Guys, thanks for this video! It demonstrates how great stationary Macs have been before Apple Silicon transition because of this ability to run both OS - Mac and Windows whenever you want. But this transition has turned MacBooks (and other macs too) to the best power-to efficiency devices, which many of us appreciate. It would be perfect if the channel’s authors could test some eGPUs for Windows bootcamp gaming just to demonstrate how versatile Intel Macs can (I mean could) be😄
I’ve been running Parallels for years. Love it!
Wish it was this easy..😂 Bought a used mac and its been such a pain to reinstall the OS
Linux
Parallels is a virtual Machine, a more cheaper alternative is the QEMU fork called UTM, super easy to work and it's free, it can also emulate x86_64
I had a 2009 iMac and MacBook both running windows XP. At the time apple computers were the best PC on the market by far, in terms of quality for the prize. The reason I did this was to run autodesk inventor and autocad, and it ran soo well. One person in our group had set up window on the first macbook air to run the same CAD software and it ran very smoothly. Another person had a special "high performance" laptop PC that cost about 4 times as much as the macbook air, and it performed as well as a cinderblock, and weighed pretty much the same.
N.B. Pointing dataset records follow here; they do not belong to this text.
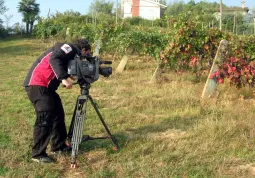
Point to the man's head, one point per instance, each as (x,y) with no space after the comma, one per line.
(83,45)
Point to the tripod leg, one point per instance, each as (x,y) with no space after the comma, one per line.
(70,132)
(114,140)
(78,123)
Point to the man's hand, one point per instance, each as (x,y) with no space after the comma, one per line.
(67,83)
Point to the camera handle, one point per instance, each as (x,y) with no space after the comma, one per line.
(75,134)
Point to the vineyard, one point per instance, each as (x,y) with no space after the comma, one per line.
(163,128)
(180,44)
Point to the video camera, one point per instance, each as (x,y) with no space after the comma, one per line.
(87,68)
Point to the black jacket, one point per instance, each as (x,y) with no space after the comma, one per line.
(51,67)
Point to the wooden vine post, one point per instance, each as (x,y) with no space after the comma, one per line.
(156,75)
(211,83)
(122,64)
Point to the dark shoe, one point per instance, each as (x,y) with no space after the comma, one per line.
(66,149)
(45,159)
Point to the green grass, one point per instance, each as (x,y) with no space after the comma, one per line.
(163,129)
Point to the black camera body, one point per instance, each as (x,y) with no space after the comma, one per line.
(87,68)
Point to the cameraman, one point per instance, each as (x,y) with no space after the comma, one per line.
(41,83)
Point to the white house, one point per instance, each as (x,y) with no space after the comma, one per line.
(147,9)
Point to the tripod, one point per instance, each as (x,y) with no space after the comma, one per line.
(75,134)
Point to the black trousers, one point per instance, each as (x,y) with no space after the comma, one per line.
(50,120)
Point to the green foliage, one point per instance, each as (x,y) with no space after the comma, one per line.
(3,9)
(101,6)
(30,11)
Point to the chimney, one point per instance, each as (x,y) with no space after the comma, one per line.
(243,6)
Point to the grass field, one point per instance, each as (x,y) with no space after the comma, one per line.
(163,129)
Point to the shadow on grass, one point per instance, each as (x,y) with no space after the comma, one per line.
(107,144)
(177,122)
(20,49)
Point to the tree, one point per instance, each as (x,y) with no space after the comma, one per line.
(30,11)
(101,6)
(3,9)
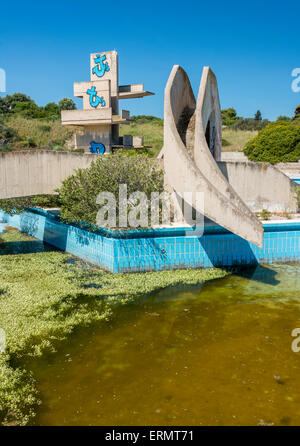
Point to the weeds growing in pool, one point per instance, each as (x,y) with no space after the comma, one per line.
(45,295)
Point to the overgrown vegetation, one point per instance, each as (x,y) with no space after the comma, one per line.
(45,295)
(24,125)
(151,128)
(278,142)
(79,192)
(236,139)
(17,205)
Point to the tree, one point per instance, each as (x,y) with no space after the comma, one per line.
(283,118)
(278,142)
(15,99)
(79,192)
(229,116)
(67,104)
(258,116)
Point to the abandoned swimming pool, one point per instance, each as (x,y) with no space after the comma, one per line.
(219,354)
(160,249)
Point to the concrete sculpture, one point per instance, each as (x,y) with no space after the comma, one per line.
(192,147)
(100,117)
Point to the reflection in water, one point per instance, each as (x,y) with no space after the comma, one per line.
(219,354)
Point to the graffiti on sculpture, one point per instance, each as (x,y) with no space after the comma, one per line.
(94,99)
(97,147)
(101,66)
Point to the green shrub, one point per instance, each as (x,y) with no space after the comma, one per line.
(250,124)
(278,142)
(265,214)
(79,192)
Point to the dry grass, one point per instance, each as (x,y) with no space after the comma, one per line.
(237,139)
(42,132)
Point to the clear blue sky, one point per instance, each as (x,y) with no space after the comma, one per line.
(251,46)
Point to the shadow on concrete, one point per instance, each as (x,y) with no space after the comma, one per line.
(251,269)
(260,274)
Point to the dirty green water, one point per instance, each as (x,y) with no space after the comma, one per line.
(219,354)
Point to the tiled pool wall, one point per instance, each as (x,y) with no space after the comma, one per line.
(163,249)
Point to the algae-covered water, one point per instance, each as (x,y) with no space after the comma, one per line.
(219,354)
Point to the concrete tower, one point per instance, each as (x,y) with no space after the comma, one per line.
(100,117)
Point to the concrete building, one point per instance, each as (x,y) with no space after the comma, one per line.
(100,118)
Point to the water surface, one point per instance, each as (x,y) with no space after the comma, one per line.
(219,354)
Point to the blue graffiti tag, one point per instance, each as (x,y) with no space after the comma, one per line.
(94,99)
(101,67)
(97,147)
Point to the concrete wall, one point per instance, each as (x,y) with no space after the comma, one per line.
(37,172)
(94,133)
(292,170)
(261,186)
(233,156)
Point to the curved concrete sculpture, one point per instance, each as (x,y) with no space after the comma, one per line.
(192,144)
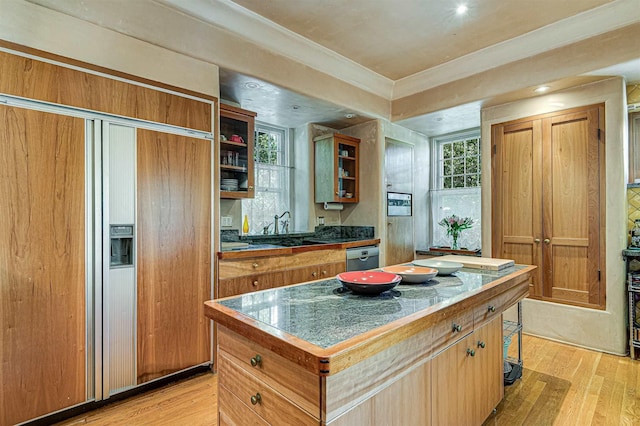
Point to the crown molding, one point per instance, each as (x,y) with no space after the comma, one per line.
(609,17)
(256,29)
Upgrading to Windows 11 is really easy with a simple work around. I've installed Windows 11 on a 2015 15 Inch Macbook Pro and a 2018 Mac Mini.
First video I've watched on your channel. Excellent content and presentation. Subscribed!
nice linus tech tips and all their channels like this one are just great! welcome!
Title of this video:
Your Mac can run Windows
Me: yes that’s been possible since about 2008
Oh my god, the kitchen in the old house!! Gotta respect linus’ data hoarding sometimes
Finally a good use for Windows 11 ARM builds
One thing to note, the reason you have to virtualize on the Apple Silicon macs is because Windows for ARM doesn't support anything Qualcomm doesn't make. Since this boils down not only to the ISA but also the way the processor is implemented being Qualcomm-specific, and the fact Microsoft is a competitor to Apple, don't expect Microsoft to support the M series processors on bare metal, even long after their Qualcomm exclusivity agreement dies.
My (2007) iMac now runs Ubuntu 23.10. So the best thing to do with (old) Intel Macs is install Liux, in my experience, Ubuntu (or any Ubuntu-based system) works best.
VMWare Fusion has just launched for Apple Silicon macs. Probably happened after this video was recorded, but it is another possible option. Not seen any reviews on performance yet, and don’t have an Apple Silicon Mac to try it out myself.
Tried it recently, didn't work on my M2 Macbook Pro. Will need to wait a bit longer.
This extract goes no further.